AFAIU, it is already possible to configure (some of ?) the providers for encryption at rest using config field in BackupStorageLocation:

GCP: https://github.com/vmware-tanzu/velero-plugin-for-gcp/blob/master/backupstoragelocation.md AWS: https://github.com/vmware-tanzu/velero-plugin-for-aws/blob/master/backupstoragelocation.md

Also a related PR: https://github.com/vmware-tanzu/velero/pull/1879

I think this is not related to snapshotting volumes but already makes it possible to encrypt kubernetes resources (including secrets) at rest.

What is the difference with the issue here? Can't we say "velero already supports encrypting backups at rest?"

[skriss]

@turkenh you're correct, Velero already supports server-side encryption at rest in the AWS, Azure and GCP plugins.

As part of this issue, we also discussed client-side encryption, i.e. Velero encrypts the backup data before sending it up to object storage, rather than letting the object storage system itself encrypt the data.

We've decided not to go down that path for now, so I do think we could probably close this issue out, and reopen/open new ones if we decide to look at client-side encryption down the road.
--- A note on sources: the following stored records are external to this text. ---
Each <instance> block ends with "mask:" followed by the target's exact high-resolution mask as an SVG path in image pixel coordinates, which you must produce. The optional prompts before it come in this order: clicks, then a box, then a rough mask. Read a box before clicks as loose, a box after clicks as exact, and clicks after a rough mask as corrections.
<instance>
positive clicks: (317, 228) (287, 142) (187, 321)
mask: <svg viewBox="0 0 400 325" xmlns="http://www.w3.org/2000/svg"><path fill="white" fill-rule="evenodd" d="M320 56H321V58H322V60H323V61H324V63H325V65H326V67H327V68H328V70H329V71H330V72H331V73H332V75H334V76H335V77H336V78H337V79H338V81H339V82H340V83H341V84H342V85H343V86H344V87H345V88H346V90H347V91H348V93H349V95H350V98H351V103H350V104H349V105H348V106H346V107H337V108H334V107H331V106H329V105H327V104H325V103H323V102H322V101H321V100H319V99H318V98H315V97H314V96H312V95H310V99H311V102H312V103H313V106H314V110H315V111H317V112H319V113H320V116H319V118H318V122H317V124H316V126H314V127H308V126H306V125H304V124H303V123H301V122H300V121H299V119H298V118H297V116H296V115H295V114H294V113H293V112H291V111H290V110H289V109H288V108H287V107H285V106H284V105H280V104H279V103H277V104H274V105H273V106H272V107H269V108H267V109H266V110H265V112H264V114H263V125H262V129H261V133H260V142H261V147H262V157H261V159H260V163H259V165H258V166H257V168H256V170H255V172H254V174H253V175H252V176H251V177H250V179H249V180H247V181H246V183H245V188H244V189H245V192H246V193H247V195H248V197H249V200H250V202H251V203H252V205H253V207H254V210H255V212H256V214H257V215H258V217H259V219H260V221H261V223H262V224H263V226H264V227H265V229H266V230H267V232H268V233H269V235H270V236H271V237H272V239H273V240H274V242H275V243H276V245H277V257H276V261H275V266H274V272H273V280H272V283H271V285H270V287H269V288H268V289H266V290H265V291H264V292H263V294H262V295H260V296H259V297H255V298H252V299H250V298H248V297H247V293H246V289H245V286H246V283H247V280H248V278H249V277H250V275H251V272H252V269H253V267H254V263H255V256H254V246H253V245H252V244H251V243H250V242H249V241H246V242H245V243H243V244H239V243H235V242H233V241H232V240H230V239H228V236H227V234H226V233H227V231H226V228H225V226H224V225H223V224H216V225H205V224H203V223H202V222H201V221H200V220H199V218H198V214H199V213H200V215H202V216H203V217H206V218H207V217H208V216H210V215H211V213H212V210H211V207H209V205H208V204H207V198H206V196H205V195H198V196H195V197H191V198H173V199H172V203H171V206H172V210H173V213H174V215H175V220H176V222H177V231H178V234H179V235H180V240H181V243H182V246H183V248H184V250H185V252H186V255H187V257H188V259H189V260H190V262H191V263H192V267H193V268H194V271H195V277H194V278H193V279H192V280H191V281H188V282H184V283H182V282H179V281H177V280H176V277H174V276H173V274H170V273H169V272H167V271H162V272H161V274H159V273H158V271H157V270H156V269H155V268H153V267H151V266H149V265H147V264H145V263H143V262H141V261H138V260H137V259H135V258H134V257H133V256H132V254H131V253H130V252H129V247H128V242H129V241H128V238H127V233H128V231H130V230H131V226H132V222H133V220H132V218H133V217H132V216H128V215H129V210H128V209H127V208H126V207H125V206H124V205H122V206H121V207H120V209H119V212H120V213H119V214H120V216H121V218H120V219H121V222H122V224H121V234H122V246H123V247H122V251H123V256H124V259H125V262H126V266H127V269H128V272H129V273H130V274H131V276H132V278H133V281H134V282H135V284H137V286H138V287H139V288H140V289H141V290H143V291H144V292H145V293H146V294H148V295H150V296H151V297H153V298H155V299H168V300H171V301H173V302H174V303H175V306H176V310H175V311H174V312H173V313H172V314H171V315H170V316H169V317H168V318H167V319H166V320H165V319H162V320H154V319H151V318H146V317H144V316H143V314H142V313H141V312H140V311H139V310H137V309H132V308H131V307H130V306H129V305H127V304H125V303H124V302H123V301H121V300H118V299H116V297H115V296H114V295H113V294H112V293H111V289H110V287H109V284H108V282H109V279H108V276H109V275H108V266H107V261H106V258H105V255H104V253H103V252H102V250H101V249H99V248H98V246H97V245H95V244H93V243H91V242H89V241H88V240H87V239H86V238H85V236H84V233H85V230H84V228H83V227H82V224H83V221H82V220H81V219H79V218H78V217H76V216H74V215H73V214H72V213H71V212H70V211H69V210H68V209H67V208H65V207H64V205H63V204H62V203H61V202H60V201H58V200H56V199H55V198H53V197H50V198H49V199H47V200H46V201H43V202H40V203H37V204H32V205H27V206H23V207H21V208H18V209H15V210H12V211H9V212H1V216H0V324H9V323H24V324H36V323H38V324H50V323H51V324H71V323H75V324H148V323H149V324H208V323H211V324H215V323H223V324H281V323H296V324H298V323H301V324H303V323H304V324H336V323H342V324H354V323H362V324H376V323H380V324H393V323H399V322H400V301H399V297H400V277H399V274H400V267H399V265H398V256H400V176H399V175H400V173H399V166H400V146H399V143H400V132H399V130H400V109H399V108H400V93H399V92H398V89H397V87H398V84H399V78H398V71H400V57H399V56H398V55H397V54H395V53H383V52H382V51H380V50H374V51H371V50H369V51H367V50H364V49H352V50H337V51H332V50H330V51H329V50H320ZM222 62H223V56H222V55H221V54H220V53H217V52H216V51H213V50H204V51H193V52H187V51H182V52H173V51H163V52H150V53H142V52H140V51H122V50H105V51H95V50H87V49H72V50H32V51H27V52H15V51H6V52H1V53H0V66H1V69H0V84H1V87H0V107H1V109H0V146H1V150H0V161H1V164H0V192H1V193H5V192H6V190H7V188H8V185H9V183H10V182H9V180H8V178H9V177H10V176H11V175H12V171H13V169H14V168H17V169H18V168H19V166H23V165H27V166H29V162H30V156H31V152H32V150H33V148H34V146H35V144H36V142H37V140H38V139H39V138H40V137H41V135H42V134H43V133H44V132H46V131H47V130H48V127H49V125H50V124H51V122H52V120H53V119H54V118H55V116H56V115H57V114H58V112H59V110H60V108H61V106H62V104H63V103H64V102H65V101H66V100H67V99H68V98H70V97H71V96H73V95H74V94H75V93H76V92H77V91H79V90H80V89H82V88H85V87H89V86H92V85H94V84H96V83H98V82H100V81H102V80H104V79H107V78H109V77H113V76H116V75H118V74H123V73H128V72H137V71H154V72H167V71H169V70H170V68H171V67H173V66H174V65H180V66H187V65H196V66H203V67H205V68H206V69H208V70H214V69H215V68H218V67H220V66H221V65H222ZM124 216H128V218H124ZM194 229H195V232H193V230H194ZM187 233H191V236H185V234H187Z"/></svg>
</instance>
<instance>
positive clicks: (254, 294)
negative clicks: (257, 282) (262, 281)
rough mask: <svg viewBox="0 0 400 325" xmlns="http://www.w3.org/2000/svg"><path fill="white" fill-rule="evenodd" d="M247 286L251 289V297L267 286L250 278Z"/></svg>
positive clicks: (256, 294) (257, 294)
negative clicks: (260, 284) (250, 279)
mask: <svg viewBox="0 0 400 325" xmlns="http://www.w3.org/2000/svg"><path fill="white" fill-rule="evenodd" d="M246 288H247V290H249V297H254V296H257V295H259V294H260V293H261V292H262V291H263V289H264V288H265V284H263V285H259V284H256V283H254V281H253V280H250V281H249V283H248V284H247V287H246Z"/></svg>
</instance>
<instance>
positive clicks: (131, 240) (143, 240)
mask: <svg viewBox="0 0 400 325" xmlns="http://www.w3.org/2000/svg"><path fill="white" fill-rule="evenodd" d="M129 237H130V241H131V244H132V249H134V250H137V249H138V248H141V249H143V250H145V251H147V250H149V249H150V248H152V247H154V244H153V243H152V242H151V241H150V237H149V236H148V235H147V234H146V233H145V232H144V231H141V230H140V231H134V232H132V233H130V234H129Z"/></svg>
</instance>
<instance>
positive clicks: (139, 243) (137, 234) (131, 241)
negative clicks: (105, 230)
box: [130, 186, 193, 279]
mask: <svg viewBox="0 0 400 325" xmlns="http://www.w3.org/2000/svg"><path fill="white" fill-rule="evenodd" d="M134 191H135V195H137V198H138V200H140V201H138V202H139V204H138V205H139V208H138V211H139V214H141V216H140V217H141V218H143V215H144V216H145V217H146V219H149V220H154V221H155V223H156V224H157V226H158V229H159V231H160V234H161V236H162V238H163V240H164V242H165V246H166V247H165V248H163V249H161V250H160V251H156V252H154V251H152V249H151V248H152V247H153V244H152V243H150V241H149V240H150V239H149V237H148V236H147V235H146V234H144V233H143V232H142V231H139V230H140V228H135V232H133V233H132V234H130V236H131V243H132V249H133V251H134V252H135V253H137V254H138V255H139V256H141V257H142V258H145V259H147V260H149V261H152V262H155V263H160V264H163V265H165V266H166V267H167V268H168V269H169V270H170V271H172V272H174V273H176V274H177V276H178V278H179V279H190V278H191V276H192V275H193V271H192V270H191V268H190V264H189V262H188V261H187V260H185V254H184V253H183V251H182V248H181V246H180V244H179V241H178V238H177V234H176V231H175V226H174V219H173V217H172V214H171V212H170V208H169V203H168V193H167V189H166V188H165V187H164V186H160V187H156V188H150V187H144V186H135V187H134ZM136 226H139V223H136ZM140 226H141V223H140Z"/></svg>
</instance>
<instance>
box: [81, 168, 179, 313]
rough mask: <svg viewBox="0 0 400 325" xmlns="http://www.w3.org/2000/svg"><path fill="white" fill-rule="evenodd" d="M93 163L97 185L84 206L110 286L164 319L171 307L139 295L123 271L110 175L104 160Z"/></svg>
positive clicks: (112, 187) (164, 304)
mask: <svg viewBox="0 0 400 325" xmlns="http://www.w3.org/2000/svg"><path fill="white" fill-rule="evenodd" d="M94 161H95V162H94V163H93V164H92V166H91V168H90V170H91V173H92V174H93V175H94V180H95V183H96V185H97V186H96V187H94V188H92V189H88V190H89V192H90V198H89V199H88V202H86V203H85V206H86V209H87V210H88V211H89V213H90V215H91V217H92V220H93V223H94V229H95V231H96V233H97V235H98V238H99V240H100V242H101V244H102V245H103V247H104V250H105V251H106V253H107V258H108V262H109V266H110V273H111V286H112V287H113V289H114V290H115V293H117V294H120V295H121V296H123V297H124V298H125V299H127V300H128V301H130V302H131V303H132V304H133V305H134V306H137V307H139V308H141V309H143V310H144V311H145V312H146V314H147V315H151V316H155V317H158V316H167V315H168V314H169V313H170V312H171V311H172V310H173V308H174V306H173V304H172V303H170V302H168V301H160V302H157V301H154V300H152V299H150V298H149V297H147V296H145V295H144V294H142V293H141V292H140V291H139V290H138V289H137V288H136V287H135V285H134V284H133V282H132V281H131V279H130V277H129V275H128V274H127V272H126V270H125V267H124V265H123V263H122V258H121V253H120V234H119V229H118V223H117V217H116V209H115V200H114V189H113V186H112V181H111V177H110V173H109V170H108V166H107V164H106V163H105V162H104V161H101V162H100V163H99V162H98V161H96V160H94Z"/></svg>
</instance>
We're planning to do a big backlog review in the near future, so when we look at this issue as a team we can decide if we're ready to close it.

[fgimenezm]

About client-side encryption, why not implementing the aws-sdk-go client-side-encryption using the "Option 2: Using a master key stored within your application" explained here: https://docs.aws.amazon.com/AmazonS3/latest/dev/UsingClientSideEncryption.html#client-side-encryption-client-side-master-key-intro ?

Edit: updated link

[briantopping]

I found this issue while searching to find if Vault could be used as a KMS. https://github.com/libopenstorage/secrets could be used as an abstraction layer, the KMS it supports are shown on the top directory of that project. It's an abstraction on these projects, each of which provides different features and benefits. Most importantly, Valero would be more adaptable for enterprise deployments that already depend on one of these KMS.

[carlisia]

@fgimenezm and @briantopping thanks for these inputs, definitely helpful when we get around to designing for this. Keep suggestions and ideas coming, thank you.

[eleanor-millman]

Additional explanation from a Velero dev that helped me understand this better:

There are two places we might want to think about encryption for encryption at rest: the block storage where the volume snapshotters store snapshots and the object storage where restic backups are sent and where the metadata tarball is stored. Block storage largely already has encryption. For example, if you are using EBS, you can enable encryption there. Velero doesn’t need to know about encryption or how to unencrypt since EBS handles that all under the covers. Velero just triggers the EBS APIs with a snapshot ID to read the data during a restore. However, object storage is much trickier. While encryption may already be available through, say, S3, Velero would have to actually unencrypt the data before it can do a restore. This means that Velero would have to handle user keys and what would happen if a user loses their key. Because this could result in users being locked out of their backups and other security issues, we want to tread carefully here.(Note from PM: Encryption at Rest is on the Velero roadmap, but we first want to investigate possibilities so we land on the safest solution for Velero users.)